Operational risks are identified, managed and mitigated through ongoing risk management practices including risk assessments; formal internal control procedures; training; segregation of duties; delegated authorities; and contingency planning. Operational Risks are formally reviewed on a regular basis. Significant Operational Risks are regularly reported to Executive Directors, the Operational Risk Committee, and the Risk Management Committee (a formal Board subcommittee). These meet regularly to monitor the suitability of the risk management framework and management of significant risks within CFS.
Business Continuity is managed from within the Operational Risk team and sets out to take appropriate steps to minimise the risk of disruption in the event of a sudden, unplanned occurrence that could seriously disrupt customer service, harm employees, business operations and/or reputation.
CFS also has a corporate insurance programme to transfer specific risks to insurers as part of its risk management approach.
6. Change management risk
Projects and programmes involve change to processes, systems and people within defined costs and timescales to deliver pre-determined benefits. Projects therefore inherently carry some degree of risk:
- Failure to deliver the expected changes to time/cost or quality,
- Failure to realise expected benefits, implementation of the projects failing or impacting on normal business operations,
- Increasing the risk profile of the business into which change has been implemented through weakened controls or inefficient processes.
Identification and management of change related risks is therefore integrated into day-to-day management of projects and programmes and is fully embedded within the Risk Management Framework.
Effective governance structures have been established to evaluate the capacity and prioritisation of the change portfolio. Reviews of each programme are undertaken on a regular basis, considering resource requirements, progress and risks.
A Business Implementation Management function has been established in Change Management to manage the release of change and provide clear sight of implementation dependencies between programmes.
7. Liquidity risk
Liquidity risk arises from the timing of cash flows generated from CFS’ assets, liabilities and off-balance sheet instruments. Treasury and Investment Management manage CFS’ entities liquidity with guidelines laid down by the Asset & Liability Committee (ALCO) and in accordance with the standards established by regulators.

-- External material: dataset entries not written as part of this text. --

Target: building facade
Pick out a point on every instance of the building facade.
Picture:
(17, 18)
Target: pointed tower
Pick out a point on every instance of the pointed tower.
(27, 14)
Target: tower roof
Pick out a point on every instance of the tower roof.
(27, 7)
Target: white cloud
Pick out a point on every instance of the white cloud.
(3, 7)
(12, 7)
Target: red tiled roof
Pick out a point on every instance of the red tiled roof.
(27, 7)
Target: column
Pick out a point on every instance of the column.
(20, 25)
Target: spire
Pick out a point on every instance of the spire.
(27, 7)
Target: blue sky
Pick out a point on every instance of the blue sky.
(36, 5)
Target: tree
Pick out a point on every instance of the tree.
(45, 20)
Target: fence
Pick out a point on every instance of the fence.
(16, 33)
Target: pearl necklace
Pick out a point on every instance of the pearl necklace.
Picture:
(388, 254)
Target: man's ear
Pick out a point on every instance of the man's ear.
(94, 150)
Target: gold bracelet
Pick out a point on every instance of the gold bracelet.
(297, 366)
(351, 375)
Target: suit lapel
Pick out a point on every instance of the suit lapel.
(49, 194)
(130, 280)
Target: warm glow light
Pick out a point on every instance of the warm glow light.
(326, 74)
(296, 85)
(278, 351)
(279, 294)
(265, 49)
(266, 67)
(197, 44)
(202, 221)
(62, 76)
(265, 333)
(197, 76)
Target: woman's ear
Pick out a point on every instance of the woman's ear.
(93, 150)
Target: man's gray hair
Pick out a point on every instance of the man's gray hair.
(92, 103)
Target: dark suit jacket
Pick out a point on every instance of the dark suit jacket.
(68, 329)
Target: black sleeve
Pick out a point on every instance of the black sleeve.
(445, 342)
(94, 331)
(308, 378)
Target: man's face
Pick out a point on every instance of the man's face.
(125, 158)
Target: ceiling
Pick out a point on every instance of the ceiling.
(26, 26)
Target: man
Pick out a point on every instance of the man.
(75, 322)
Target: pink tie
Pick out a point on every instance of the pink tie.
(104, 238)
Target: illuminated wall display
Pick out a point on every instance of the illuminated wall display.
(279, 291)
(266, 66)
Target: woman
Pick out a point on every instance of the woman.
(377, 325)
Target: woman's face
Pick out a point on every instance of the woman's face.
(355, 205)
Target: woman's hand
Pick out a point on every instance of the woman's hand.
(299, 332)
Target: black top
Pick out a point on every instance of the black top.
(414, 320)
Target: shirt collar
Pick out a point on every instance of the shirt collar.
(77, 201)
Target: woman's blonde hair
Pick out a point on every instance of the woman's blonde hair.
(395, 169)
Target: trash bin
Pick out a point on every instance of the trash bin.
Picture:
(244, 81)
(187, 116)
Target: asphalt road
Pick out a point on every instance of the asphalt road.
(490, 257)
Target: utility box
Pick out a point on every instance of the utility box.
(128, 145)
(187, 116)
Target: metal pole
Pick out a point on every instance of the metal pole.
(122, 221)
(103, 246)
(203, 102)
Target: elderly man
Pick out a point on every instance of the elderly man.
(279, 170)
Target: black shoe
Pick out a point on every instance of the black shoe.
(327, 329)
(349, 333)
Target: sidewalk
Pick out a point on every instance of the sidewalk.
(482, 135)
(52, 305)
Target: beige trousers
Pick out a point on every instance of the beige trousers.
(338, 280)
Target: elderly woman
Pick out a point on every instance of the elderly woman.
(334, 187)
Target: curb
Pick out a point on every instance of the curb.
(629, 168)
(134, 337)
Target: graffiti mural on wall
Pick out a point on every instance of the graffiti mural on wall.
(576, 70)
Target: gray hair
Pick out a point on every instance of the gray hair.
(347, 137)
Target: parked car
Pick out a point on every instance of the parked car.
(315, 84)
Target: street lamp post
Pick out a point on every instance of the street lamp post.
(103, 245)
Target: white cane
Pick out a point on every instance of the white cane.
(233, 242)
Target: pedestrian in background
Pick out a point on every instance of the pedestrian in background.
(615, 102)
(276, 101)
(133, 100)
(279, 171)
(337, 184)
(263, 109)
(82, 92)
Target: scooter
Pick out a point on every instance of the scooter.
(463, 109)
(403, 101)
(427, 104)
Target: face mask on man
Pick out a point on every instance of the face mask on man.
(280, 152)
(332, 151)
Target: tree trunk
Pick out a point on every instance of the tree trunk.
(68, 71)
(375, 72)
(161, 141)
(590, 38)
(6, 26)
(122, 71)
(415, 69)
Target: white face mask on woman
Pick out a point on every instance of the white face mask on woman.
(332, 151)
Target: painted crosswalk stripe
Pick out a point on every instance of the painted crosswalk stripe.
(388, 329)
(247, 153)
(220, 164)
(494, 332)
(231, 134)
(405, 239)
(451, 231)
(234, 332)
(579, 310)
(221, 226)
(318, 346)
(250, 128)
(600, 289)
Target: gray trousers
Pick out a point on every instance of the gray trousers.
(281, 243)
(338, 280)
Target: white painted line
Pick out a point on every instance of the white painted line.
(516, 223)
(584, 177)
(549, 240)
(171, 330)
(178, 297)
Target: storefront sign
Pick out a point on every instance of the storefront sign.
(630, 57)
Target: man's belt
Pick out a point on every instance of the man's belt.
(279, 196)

The Bank’s primary policy is to fund 85% of retail assets by retail deposits to ensure there is no over reliance on wholesale funding. The Bank’s structural liquidity risk management is therefore retail based and is dependent on behavioural analysis of both customer demand deposit and loan drawdown profiles by product category based on experience over the last eight years. The behaviour of retail products is reviewed by ALCO on a quarterly basis. The policy is to hold sufficient marketable assets for the worst gross monthly outflow (excluding offsetting inflows) experienced on a gross product basis. The retail and corporate deposit bases are very stable as the deposits are attracted to the Bank by good customer service and its ethical policy.
In addition the Bank has maturity mismatch limits to control the exposure to longer term mismatches.
Day-to-day cash flows (tactical liquidity) is managed by Treasury within guidelines laid down by ALCO and in accordance with the standards established for all banks by banking regulators. The Bank undertakes tactical liquidity stress tests, assuming restricted access to wholesale market funding, with the aim of having sufficient liquidity for six months non-access.
8. Reputational risk
CFS Reputational Risk is the current or prospective risk to earnings and capital arising from adverse perception of CFS or another member of the Co-operative Group’s reputation on the part of customers, counterparties, shareholders, investors, regulators or other stakeholders.